The effort follows the same pattern of the organization effort in Buffalo, where employees of three units are currently voting on whether to unionize their respective stores. The balloting concludes Dec. 8. Meanwhile, workers at three more stores are awaiting federal regulators’ response to their request for scheduling votes in their cafes.

In Mesa, a group of unit-level employees sent a letter Thursday to Johnson, notifying him of their plans to petition for a union vote. Like their counterparts in New York, the Mesa advocates say they want a say in the brand’s strategic planning.

“We are organizing a union because we feel that this is the best way to contribute meaningfully to our partnership with the company,” the letter states. It goes on to say that the employees want “equal power to affect (sic) change and get things done.”

In the early stages of their organizing effort, baristas in Buffalo emphasized that they had no specific gripes with Starbucks’ management and just wanted a say in corporate activities. The Mesa workers, in contrast, say they are motivated in part by what they allege was the dismissal of a whistleblower.

They assert that a manager of the Mesa store, identified as Brittany, passed along a recount to pro-union colleagues in Buffalo of what a district manager had said at a meeting in Arizona.

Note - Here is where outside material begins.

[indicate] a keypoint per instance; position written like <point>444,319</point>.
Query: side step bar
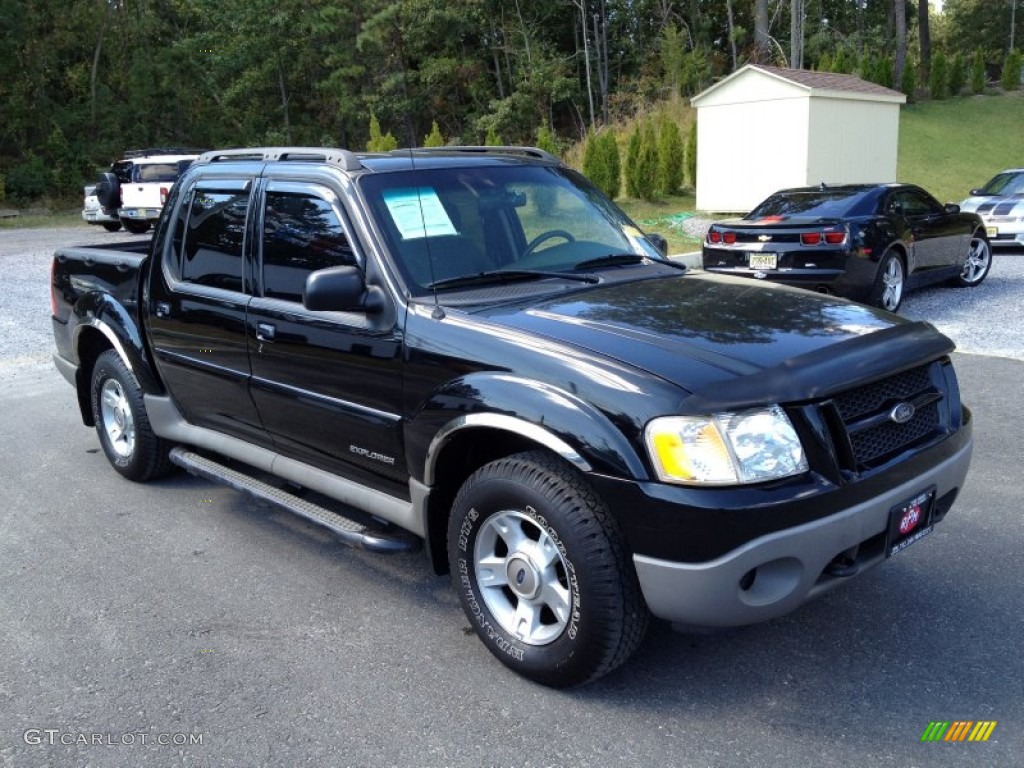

The message allegedly commented that Starbucks’ corporate office was dispatching its corporate heavyweights to Buffalo to tip the union voting in corporate’s favor. Indeed, the market was visited by the likes of Rossann Williams, president of Starbucks’ North American corporate operations, and Howard Schultz, the former CEO and chairman who built the brand into a powerhouse.

According to the Mesa organizers, Brittany passed along the information to support her Buffalo colleagues’ contention that Starbucks was trying to bust the union, an accusation leveled in a filing with the National Labor Relations Board. They say corporate personnel learned of Brittany’s relay of information and subsequently fired her.

Starbucks had not responded to a request for comment by the time this article was posted.